Since I started paying (too much) attention to government and politics I have noticed how often similar subjects come up in different governing bodies.

Sometimes that’s imposed from above — for instance, changed federal and state requirements. Other times, I’m not sure if the same elected officials or government employees went to the same conference, attended the same seminars, and brought back those ideas.

The common subject this week has to do with reform of elective bodies. It is an important subject because our elected officials are supposed to represent us but often don’t, in a variety of ways for a variety of reasons.

This week’s Platteville Common Council agenda included a review of chapter 2.04 of the Municipal Code, titled “Common Council.” It includes the layout of aldermanic and Grant County Board districts, and how the meetings are run. It also includes this part: “The Council President shall be selected by a majority vote of all members of the Council at the annual meeting on the third Tuesday of April in each year.”

As you know, I favor the council president’s being chosen only from the three at-large seats and not the four district seats. This has nothing to do with current council president Eileen Nickels or any of her predecessors; it has to do with the fact that the at-large seats are the only council seats voted on by all Platteville voters, and it seems logical to have council president candidates chosen by all the voters, not just those in a particular district.

I also would like to see a change in the rule requiring roll call votes for all votes, because roll call votes are not always necessary. Roll call votes seem necessary for fiscal items, changes to the municipal code or going into closed session, but perhaps not otherwise. As it is, whenever there’s a question, either by the clerk or an alderman, a roll call vote can be taken anyway. I also find that meetings that last more than two hours lose effective thought by the end of hour two; it would be interesting to see a statutory time limit put on meetings, or at least the non-closed session part of meetings.

I’ve written here before that I think the Platteville School Board does a better job than the Common Council in their areas of responsibility. There is one thing, however, that the Common Council does that the school district does not but should do — put board meetings on cable TV or perhaps online. Given what we pay in taxes, we should be able to see our elected officials deliberate live and recorded, even if we cannot get to meetings in person.

This column was prompted by two other recent stories — one about contentious public comments during a Lafayette County Board meeting, and how the newest Grant County supervisor was chosen. Both counties have at least one thing in common — committee meetings scheduled during the daytime. (As listed in Government Journal on page 5A.) It’s ironic to complain about people not knowing what’s going on when committee meetings are scheduled for the benefit of two groups of people — board members and county employees — and not those paying both groups’ salaries.

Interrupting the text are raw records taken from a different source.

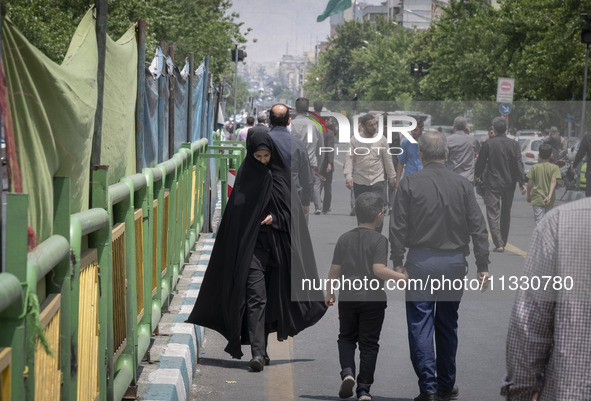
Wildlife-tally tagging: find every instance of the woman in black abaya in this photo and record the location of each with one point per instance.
(261, 253)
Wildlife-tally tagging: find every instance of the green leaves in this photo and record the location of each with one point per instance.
(465, 51)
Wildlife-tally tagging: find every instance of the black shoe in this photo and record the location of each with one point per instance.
(426, 397)
(452, 394)
(257, 363)
(347, 385)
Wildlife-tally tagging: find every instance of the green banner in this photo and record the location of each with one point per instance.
(334, 7)
(53, 108)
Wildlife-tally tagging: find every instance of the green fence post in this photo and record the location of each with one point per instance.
(126, 367)
(61, 283)
(40, 261)
(101, 240)
(155, 193)
(12, 335)
(186, 149)
(17, 208)
(176, 209)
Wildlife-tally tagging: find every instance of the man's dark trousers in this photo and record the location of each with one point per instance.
(327, 187)
(378, 188)
(360, 322)
(256, 296)
(498, 214)
(436, 314)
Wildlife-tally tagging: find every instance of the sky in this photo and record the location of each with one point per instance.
(281, 27)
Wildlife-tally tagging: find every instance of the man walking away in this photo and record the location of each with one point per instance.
(548, 348)
(463, 149)
(261, 120)
(436, 216)
(500, 167)
(364, 169)
(299, 129)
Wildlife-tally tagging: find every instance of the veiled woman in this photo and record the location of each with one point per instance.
(252, 286)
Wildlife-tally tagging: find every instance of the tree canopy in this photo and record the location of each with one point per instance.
(463, 53)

Another thing Grant and Lafayette counties have in common is the fact that the county board chairs serve as their counties’ chief administrative officers when they lack the ability to do so. This is not a slam against current Grant County board chair Bob Keeney or Lafayette County board chair Jack Sauer or any of their predecessors or possible successors. No Grant County supervisor has ever run an enterprise with more than 500 employees that spends $45 million or more a year. Iowa County, whose population is half of Grant County’s, has a county administrator.

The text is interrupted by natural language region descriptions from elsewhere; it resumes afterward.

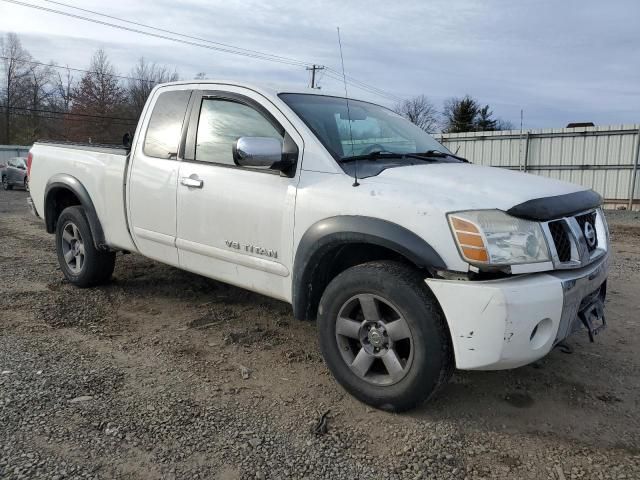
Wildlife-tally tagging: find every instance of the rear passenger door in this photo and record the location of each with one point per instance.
(153, 174)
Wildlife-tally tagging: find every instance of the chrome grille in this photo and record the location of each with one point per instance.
(582, 222)
(577, 241)
(561, 240)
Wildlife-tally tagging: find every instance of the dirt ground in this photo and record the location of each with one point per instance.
(165, 374)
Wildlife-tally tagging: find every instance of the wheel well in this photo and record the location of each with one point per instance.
(334, 261)
(58, 199)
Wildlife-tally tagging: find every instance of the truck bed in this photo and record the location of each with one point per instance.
(90, 147)
(101, 169)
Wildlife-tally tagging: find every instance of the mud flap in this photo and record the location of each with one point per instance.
(593, 318)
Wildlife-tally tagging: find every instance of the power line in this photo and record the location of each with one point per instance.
(225, 45)
(256, 55)
(217, 46)
(107, 117)
(50, 65)
(315, 68)
(66, 119)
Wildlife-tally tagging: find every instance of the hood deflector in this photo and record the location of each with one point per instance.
(550, 208)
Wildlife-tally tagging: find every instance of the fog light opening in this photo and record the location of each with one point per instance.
(541, 333)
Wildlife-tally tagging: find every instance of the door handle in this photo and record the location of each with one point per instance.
(191, 182)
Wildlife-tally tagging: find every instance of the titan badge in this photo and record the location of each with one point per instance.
(252, 249)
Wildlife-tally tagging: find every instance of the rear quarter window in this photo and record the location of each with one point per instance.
(165, 125)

A county administrator, similar to Platteville’s city manager or other cities’ administrators, is trained in public-sector management. That requires a particular skill set that county supervisors almost never bring to their positions except by county board experience. The job of running units of government is changing in these days of diminishing resources, expanding demands on existing resources, and the new relationship between counties and their employees. It is not a slam against school board presidents to observe that school board presidents are not qualified to run school districts; that’s not their role. It shouldn’t be the role of a county board chair — decided on by as few as nine people out of Grant County’s 51,000 population — to run Grant County.

A letter on this page this week calls for either a county executive or county administrator. I’d prefer the latter to the former, but either is preferable to the way Grant County is run now.